Jobard, the researcher, offers up a more radical solution for police reform: get rid of the National Police altogether, and let the French military take over. Unlike the National Police, Jobard says the members of the gendarmerie undergo much more rigorous screening and training programs. In the IGPN report, while 82 percent of complaints were filed against members of the National Police, municipal police and the gendarmerie shared five percent of the complaints between them. Jobard also supports the idea of defunding the police and reallocating those resources to social support programs in underprivileged communities.

Meanwhile, in another new development this week, it was also announced that Paris will create its own municipal police force that will report directly to the mayor’s office.

Dramé says he will be filing another complaint and won’t give up until the officers who completely upended his life are disciplined. After the video went viral, Dramé says he was harassed by local cops who waged a campaign of intimidation, driving up slowly beside him in their police car and staring at him from their window; calling him by first name; and warning him that the next time they catch him he wouldn’t be let off easy.

Before his violent police encounter, Dramé believed it when he told troubled youth that if they stayed on the straight and narrow, “everything would be fine.” Dramé himself was ambitious and was working on his masters in social sciences at the time, which he completed 10 days later.

“I was naive,” Dramé says. “It changed my life, and opened my eyes, changed the way I see society. The French slogan ‘liberty, equality, fraternity’ doesn’t apply to everyone here. Society is stratified and excludes people like me.”

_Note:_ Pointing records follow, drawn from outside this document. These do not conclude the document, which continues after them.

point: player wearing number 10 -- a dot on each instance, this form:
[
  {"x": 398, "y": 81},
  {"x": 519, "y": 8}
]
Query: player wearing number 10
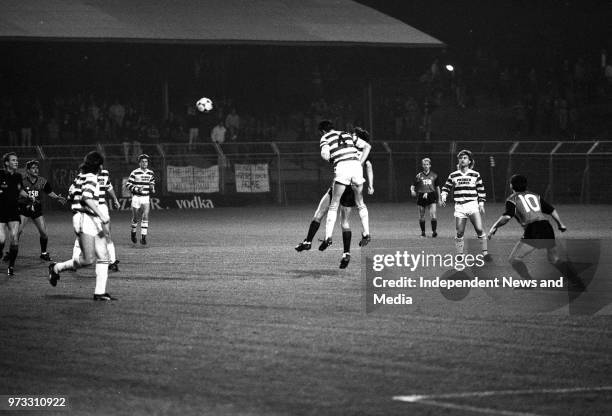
[{"x": 529, "y": 208}]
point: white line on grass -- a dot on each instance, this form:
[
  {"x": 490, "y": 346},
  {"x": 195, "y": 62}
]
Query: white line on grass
[
  {"x": 433, "y": 399},
  {"x": 484, "y": 410}
]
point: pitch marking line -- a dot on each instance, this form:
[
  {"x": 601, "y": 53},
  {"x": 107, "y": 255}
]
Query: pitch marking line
[{"x": 433, "y": 400}]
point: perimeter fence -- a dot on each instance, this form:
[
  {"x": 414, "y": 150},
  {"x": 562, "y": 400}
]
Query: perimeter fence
[{"x": 293, "y": 172}]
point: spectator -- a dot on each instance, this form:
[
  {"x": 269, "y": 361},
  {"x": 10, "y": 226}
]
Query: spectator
[
  {"x": 116, "y": 114},
  {"x": 217, "y": 134},
  {"x": 232, "y": 123},
  {"x": 193, "y": 125}
]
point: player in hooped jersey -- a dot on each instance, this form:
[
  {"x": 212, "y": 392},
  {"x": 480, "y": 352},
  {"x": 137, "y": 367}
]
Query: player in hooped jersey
[
  {"x": 427, "y": 191},
  {"x": 469, "y": 195},
  {"x": 529, "y": 208},
  {"x": 105, "y": 187},
  {"x": 90, "y": 226},
  {"x": 34, "y": 185},
  {"x": 141, "y": 184},
  {"x": 347, "y": 202},
  {"x": 342, "y": 150}
]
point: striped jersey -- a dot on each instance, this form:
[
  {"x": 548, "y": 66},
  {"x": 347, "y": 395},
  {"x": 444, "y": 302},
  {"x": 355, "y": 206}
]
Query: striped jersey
[
  {"x": 34, "y": 186},
  {"x": 466, "y": 186},
  {"x": 527, "y": 207},
  {"x": 84, "y": 187},
  {"x": 342, "y": 146},
  {"x": 141, "y": 182},
  {"x": 104, "y": 186},
  {"x": 426, "y": 183}
]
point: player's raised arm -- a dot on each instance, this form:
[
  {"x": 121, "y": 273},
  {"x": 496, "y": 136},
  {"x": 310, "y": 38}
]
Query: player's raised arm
[
  {"x": 131, "y": 183},
  {"x": 365, "y": 150},
  {"x": 370, "y": 177},
  {"x": 550, "y": 210},
  {"x": 325, "y": 151},
  {"x": 481, "y": 194},
  {"x": 504, "y": 218},
  {"x": 113, "y": 195},
  {"x": 446, "y": 188}
]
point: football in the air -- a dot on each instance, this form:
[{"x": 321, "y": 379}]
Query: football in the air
[{"x": 204, "y": 105}]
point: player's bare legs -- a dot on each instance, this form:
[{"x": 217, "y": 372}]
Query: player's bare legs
[
  {"x": 460, "y": 229},
  {"x": 332, "y": 214},
  {"x": 41, "y": 226},
  {"x": 144, "y": 224},
  {"x": 421, "y": 210},
  {"x": 433, "y": 212},
  {"x": 476, "y": 220},
  {"x": 102, "y": 262},
  {"x": 518, "y": 253},
  {"x": 315, "y": 223},
  {"x": 3, "y": 237},
  {"x": 345, "y": 224},
  {"x": 10, "y": 232},
  {"x": 363, "y": 214},
  {"x": 135, "y": 220}
]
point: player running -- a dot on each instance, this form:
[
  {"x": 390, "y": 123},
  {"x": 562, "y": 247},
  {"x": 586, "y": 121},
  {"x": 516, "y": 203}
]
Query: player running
[
  {"x": 427, "y": 191},
  {"x": 10, "y": 191},
  {"x": 469, "y": 196},
  {"x": 347, "y": 201},
  {"x": 529, "y": 208},
  {"x": 342, "y": 149},
  {"x": 105, "y": 186},
  {"x": 34, "y": 185},
  {"x": 90, "y": 226},
  {"x": 141, "y": 184}
]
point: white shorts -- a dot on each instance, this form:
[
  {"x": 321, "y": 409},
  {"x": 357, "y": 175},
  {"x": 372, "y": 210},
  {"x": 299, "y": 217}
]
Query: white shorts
[
  {"x": 349, "y": 172},
  {"x": 140, "y": 200},
  {"x": 467, "y": 209},
  {"x": 86, "y": 224},
  {"x": 104, "y": 209}
]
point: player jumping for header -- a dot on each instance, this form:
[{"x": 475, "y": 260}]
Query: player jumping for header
[
  {"x": 347, "y": 201},
  {"x": 469, "y": 196},
  {"x": 529, "y": 208},
  {"x": 342, "y": 149}
]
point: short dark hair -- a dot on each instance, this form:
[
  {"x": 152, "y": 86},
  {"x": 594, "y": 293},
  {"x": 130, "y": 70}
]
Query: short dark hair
[
  {"x": 467, "y": 153},
  {"x": 326, "y": 125},
  {"x": 31, "y": 163},
  {"x": 362, "y": 133},
  {"x": 92, "y": 162},
  {"x": 7, "y": 156},
  {"x": 519, "y": 183}
]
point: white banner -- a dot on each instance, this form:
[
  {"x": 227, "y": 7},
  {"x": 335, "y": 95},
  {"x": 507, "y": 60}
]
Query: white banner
[
  {"x": 191, "y": 179},
  {"x": 252, "y": 178}
]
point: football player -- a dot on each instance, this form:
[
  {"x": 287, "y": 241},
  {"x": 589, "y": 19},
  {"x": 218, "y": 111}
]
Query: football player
[
  {"x": 427, "y": 191},
  {"x": 31, "y": 208},
  {"x": 141, "y": 184},
  {"x": 347, "y": 201},
  {"x": 529, "y": 208},
  {"x": 469, "y": 195}
]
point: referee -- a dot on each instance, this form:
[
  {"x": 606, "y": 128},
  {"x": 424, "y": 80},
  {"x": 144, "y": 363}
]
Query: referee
[
  {"x": 10, "y": 191},
  {"x": 427, "y": 191}
]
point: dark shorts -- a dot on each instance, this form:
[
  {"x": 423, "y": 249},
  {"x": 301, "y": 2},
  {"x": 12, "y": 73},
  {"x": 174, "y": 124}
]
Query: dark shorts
[
  {"x": 28, "y": 211},
  {"x": 9, "y": 214},
  {"x": 539, "y": 234},
  {"x": 348, "y": 197},
  {"x": 432, "y": 198}
]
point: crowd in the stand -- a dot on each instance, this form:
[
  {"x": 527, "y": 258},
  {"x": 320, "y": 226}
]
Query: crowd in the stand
[{"x": 544, "y": 101}]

Dramé no longer works as a mediator. He no longer believes in what he used to preach, especially after his case was dismissed. He suffers from PTSI and can’t concentrate.

“I’ve lost all self-confidence. When you’re attacked by the people who are supposed to protect you, not for anything you did, but because of what you are, you start to question everything about yourself. When animals are mistreated in France, the offenders are punished. That means that even animals have more rights than I do.”